Question

An individual has a nice project of a new product, but needs money for that.
She can only produce if she raises the amount of money required (noted "K")
She has the possibility of raising K if she participates on a given program (let's say, a government program).
The probability of raising K through this money is p.
However, to participate on this program, she needs to incur some costs c < K.

The problem is that there is a probability (1 - p) that she does not raise the money, but only incurs c.

Summing up:

positive payoff = (K - c) with probability p
negative payoff = (-c) with probability (1-p)


In order to try to reduce the costs c, she can ask for some professional help.
The costs for this professional help are sunk (for example, it can be a government agency that provides advice for free to inventors and entrepreneurs).

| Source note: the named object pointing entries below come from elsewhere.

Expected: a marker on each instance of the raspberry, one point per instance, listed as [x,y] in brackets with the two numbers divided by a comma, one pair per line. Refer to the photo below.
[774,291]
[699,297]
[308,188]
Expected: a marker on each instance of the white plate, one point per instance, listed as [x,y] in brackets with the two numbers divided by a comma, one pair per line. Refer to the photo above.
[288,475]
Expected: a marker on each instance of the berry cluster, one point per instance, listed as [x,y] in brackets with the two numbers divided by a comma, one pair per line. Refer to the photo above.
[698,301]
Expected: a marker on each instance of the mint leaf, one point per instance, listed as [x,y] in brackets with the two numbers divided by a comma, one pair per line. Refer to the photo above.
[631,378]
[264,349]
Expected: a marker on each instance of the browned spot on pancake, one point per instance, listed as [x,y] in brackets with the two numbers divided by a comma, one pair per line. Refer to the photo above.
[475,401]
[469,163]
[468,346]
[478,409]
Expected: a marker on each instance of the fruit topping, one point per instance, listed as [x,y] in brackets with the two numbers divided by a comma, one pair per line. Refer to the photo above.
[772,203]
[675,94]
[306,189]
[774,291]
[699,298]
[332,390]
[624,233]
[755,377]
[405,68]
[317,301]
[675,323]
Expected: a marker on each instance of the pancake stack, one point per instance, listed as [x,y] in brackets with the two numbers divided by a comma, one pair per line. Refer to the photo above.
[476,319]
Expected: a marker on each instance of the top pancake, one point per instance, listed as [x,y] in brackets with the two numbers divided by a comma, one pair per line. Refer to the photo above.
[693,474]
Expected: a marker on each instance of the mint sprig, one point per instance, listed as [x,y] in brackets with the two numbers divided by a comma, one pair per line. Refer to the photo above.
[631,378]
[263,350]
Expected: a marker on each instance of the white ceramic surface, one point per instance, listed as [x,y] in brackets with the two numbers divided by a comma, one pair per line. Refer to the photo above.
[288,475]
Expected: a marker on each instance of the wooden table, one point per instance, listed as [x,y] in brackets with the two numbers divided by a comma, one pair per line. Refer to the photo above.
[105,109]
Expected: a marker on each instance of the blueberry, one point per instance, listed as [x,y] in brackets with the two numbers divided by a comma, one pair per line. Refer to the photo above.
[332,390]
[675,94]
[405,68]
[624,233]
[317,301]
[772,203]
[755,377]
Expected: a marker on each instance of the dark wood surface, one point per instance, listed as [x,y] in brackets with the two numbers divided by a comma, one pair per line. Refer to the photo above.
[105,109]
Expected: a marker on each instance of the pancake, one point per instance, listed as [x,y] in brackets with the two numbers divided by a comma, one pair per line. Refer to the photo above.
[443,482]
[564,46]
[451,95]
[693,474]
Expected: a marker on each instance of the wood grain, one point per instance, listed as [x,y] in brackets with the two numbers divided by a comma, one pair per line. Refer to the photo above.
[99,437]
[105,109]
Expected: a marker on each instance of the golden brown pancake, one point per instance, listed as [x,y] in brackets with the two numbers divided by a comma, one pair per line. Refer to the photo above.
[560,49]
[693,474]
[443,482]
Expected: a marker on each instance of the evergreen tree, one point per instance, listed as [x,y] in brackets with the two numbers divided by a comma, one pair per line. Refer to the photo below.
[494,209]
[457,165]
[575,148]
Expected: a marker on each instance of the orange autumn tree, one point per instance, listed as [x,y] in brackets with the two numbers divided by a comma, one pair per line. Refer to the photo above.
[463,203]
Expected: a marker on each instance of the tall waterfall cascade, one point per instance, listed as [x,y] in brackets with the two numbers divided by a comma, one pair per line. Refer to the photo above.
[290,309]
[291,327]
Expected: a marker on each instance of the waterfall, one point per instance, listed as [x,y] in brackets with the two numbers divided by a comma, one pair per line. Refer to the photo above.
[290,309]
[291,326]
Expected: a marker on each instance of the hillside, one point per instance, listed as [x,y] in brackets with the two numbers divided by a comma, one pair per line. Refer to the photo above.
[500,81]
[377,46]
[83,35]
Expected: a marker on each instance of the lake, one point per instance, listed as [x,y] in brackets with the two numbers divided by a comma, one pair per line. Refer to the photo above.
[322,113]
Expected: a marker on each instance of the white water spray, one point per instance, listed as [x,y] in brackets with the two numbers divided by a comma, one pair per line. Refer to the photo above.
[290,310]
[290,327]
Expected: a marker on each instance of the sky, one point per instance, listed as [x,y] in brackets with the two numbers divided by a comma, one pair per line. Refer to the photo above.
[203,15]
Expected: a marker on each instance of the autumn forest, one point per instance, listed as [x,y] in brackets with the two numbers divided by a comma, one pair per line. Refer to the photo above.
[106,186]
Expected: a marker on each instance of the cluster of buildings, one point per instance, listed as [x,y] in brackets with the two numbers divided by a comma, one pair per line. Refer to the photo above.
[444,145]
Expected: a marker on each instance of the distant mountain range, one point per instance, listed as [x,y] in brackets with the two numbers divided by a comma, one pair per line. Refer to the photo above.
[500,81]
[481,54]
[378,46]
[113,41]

With the help, the costs become c.a with 0 < a < 1.

Therefore:

positive payoff = (K - ca) with probability p
negative payoff = (-ca) with probability (1-p)

I want to calculate:

. What is the minimum p in the first case for the individual to participate on the program?
. What is the minimum p in the second case for the individual to participate on the program?
. What would be the correct notation for EU = p(K-c) + (1-p)c?
. What is the variable I should set as the one I am interested in, i.e., the variable which she will maximize for? For me it was "c", but when I change the setting, the result is the same and it makes no sense!

Answer 1

Expected utility is the sum of the utility of every possible outcome each multiplied by the probability of its occurrence.

Question# a

The minimum of p should be always greater than or equal to the expected utility

Expected utility for the first case E (u) = (k-c) p+ (p-1) c

 P≥ (k-c) p+ (p-1) c

Question #b

Expected utility in the second case E (u) = (k-ca) p+ (p-1) ca

p≥ (k-ca) p+ (p-1) ca

Question# c

First Case;

Negative payoff= (k-c) with probability p

Positive payoff= (-c) with probability (1-p)

Multiplying and summing:

E (u) = p (k-c) + (p-1) c

Second case;

Positive payoff= (k-ca) with probability of p

Negative payoff= (-ca) with probability (1-p)

E (u) = (k-ca) p+ (p-1) ca

Question# d

Expected profit =Revenue-cost

In our case is k-c in the first scenario and (k-ca) in the second scenario

One should always maximize the revenue. The value that should be maximized is k.

One should always maximize the revenue. The value that should be maximized is k.